The attack occurred after Saturday evening services, and many worshippers had already left the building.

"We didn't understand what was happening. All of a sudden, we saw a crowd running toward us with rocks," Azman's son Jorik told Russia's NTV television.

Broken glass covered the floor of the synagogue Sunday, and police stood guard outside.

Police denied the attack was anti-Semitic, saying it was a case of soccer-related violence. A soccer game had just ended at a stadium near the synagogue.

"The act was not motivated by anti-Semitism, but was an act of brutal hooliganism," Ukraine's Interior Ministry said, according to the Interfax news agency.

Most of the attackers had fled when police arrived about 20 minutes after the synagogue alerted them, Azman said.
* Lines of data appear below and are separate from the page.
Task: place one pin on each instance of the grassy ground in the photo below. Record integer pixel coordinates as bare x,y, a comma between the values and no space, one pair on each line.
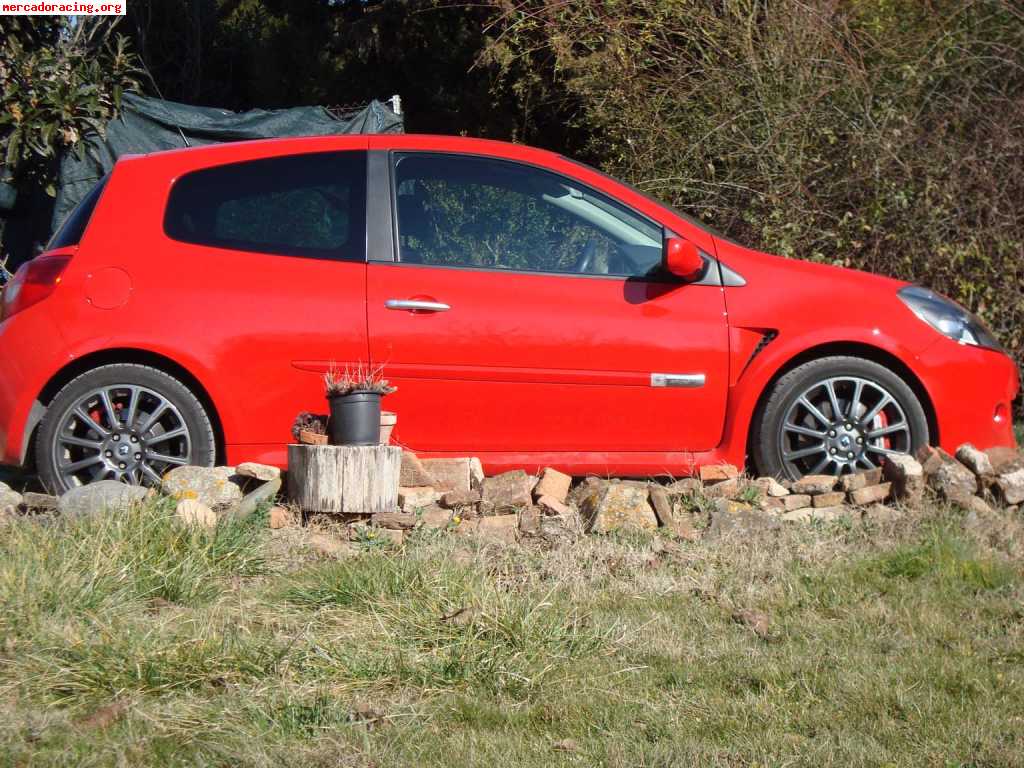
131,641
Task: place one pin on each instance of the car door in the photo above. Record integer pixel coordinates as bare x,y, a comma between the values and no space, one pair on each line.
273,252
526,312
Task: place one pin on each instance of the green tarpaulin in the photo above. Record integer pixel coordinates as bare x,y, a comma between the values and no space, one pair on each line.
152,125
147,125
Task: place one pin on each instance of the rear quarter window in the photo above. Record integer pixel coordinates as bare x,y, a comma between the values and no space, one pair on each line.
301,205
73,228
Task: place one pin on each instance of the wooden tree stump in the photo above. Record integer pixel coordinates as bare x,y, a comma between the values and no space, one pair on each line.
344,479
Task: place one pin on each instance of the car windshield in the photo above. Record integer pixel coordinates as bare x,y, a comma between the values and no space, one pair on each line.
647,196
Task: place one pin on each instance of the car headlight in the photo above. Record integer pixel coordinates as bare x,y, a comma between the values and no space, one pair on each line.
948,317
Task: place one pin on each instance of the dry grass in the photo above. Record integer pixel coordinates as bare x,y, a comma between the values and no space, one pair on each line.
131,641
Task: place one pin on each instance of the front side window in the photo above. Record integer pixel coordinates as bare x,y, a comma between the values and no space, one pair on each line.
492,214
301,205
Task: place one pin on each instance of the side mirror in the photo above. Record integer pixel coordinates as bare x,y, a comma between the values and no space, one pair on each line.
682,258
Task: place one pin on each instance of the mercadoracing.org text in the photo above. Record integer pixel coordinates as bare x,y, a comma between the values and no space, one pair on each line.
36,7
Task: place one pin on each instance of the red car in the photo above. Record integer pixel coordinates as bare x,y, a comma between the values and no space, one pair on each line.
531,310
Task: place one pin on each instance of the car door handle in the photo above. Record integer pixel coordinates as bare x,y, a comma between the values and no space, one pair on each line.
417,305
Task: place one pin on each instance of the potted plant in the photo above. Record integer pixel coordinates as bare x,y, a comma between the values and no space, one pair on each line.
388,420
309,429
354,397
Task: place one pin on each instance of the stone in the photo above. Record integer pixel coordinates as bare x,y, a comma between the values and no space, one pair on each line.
281,517
1011,486
975,460
588,486
756,621
413,474
881,514
906,476
551,506
395,520
529,521
259,471
860,479
731,517
814,484
266,493
796,501
1005,459
456,499
475,473
40,502
931,458
498,528
954,482
9,499
832,499
509,489
617,506
679,524
213,486
685,485
449,474
978,506
434,518
771,503
329,546
413,498
394,537
724,489
105,496
808,514
870,495
558,529
771,487
717,472
554,484
195,513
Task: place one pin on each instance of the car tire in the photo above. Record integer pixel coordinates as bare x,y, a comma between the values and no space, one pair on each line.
800,431
158,423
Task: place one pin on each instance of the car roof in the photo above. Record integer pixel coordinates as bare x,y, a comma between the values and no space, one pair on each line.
272,146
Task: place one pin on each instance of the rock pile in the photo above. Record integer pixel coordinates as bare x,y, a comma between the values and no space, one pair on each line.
454,495
204,495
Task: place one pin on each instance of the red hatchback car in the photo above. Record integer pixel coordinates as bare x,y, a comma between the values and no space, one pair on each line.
531,310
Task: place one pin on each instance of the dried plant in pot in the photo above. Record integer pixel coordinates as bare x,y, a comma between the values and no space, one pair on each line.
309,429
354,397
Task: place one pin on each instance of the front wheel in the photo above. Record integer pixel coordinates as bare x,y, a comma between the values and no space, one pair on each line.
837,416
122,422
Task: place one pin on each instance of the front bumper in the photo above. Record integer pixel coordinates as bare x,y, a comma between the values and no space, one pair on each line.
973,391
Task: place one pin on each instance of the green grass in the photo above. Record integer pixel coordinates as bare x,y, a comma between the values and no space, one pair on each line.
893,645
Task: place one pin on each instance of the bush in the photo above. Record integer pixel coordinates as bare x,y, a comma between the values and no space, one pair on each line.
879,134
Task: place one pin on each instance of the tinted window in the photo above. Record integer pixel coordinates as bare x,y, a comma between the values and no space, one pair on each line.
302,205
73,228
478,212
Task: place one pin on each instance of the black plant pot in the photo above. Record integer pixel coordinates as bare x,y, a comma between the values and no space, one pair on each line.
355,419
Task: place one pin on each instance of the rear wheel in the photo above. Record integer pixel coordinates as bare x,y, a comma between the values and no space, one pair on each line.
837,416
122,422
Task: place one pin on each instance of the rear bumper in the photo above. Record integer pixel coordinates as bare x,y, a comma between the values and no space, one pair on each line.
973,391
30,345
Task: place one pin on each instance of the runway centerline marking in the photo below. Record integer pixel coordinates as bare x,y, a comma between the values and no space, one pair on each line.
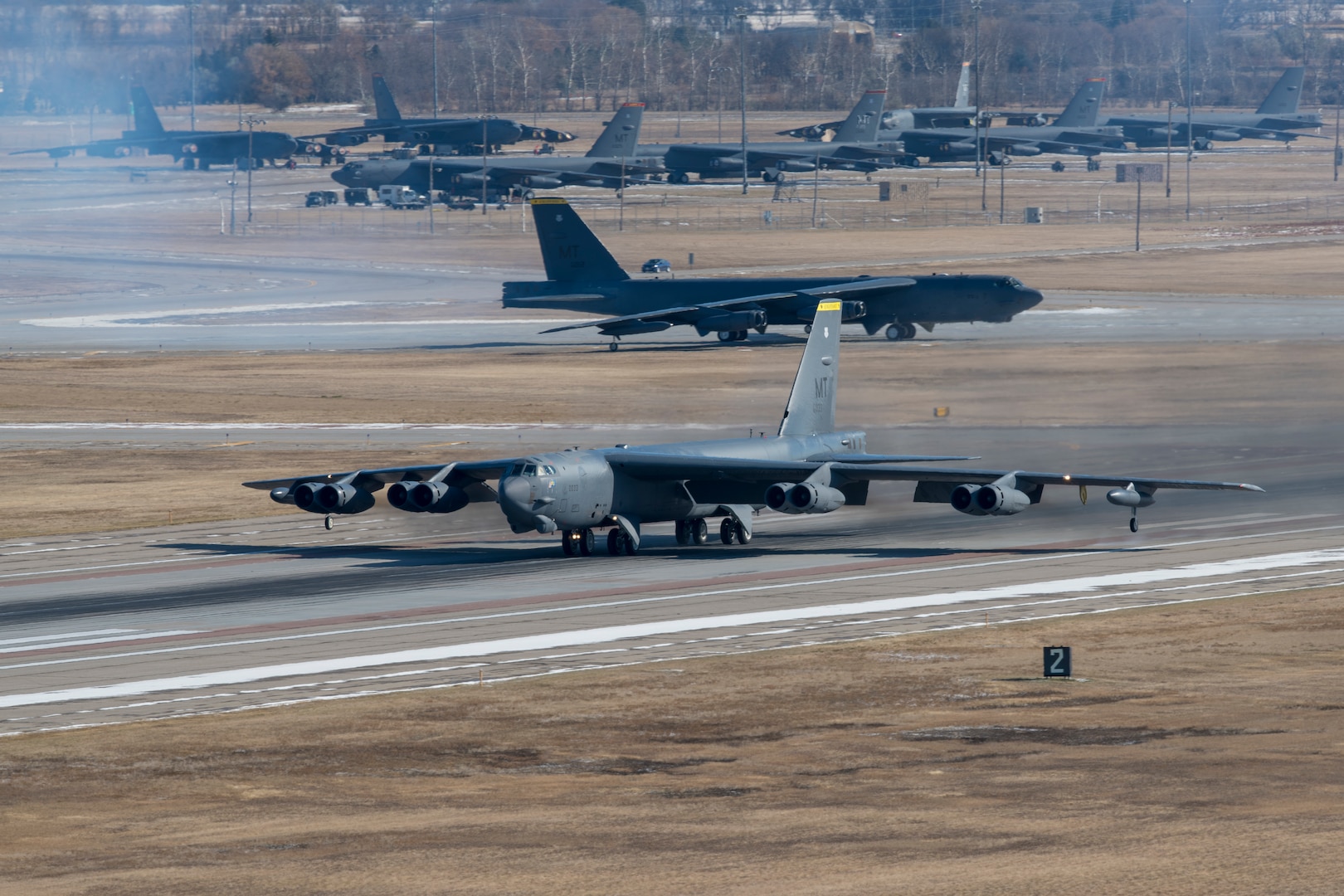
606,635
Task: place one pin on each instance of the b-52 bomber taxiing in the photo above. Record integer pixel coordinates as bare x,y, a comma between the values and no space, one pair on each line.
582,275
808,468
194,148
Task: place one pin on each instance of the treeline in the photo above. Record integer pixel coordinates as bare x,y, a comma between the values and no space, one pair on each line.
531,56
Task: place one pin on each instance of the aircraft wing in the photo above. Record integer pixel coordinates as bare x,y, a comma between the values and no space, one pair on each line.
689,314
465,475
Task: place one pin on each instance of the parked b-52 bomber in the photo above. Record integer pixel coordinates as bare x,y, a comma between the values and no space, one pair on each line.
582,275
1277,119
808,468
609,164
194,148
958,114
444,134
1074,134
852,149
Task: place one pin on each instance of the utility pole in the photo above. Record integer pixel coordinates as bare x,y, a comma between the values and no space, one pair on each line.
1170,106
1190,110
975,7
251,121
191,28
433,38
743,71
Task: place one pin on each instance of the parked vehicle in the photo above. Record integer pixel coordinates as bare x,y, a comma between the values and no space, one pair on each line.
396,197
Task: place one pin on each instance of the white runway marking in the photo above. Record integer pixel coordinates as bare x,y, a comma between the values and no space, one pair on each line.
606,635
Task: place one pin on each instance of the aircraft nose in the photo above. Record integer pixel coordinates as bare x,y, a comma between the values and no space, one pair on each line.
516,499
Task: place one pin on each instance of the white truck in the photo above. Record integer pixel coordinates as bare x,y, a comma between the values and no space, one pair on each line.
401,197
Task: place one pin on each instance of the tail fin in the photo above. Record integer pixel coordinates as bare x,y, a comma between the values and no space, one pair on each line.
1285,95
964,88
147,119
569,249
863,121
621,134
383,104
1082,109
812,403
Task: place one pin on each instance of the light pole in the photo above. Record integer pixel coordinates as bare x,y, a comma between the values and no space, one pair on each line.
743,71
975,7
1170,106
433,38
1190,112
251,121
191,28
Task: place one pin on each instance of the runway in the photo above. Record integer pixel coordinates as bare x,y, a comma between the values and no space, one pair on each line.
155,624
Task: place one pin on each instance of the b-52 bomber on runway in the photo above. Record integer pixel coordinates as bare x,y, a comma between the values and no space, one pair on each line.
582,275
440,134
194,148
808,468
608,164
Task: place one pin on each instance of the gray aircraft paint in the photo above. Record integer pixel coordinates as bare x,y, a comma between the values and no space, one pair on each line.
461,175
808,468
1277,119
197,148
583,275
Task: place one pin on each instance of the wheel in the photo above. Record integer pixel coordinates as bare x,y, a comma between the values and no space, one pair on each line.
699,531
683,533
728,529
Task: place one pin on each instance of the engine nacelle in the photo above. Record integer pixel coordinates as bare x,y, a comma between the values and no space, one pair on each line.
997,500
542,183
1129,497
426,497
732,321
777,497
332,497
810,497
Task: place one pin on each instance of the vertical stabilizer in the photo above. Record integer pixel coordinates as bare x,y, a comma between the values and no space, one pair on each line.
621,134
1082,109
383,104
964,88
147,119
1285,95
863,121
569,249
812,403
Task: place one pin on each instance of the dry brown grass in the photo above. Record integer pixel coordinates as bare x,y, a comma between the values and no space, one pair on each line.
1200,754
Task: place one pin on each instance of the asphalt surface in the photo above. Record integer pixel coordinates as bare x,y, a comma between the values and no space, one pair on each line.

Police detained eight people, all soccer fans aged 18 to 20, Echo of Moscow radio reported.

Attacks on ethnic minorities by rowdy soccer fans, many with shaved heads, are fairly common in Ukraine and other former Soviet republics, where anti-Semitism is widespread.

There has been a wave of anti-Semitic attacks in France and other European countries this month amid Israel's offensive in the West Bank.

Azman would not speculate on whether the attack was linked to tension in the Middle East, saying only that it was prompted by "the general situation."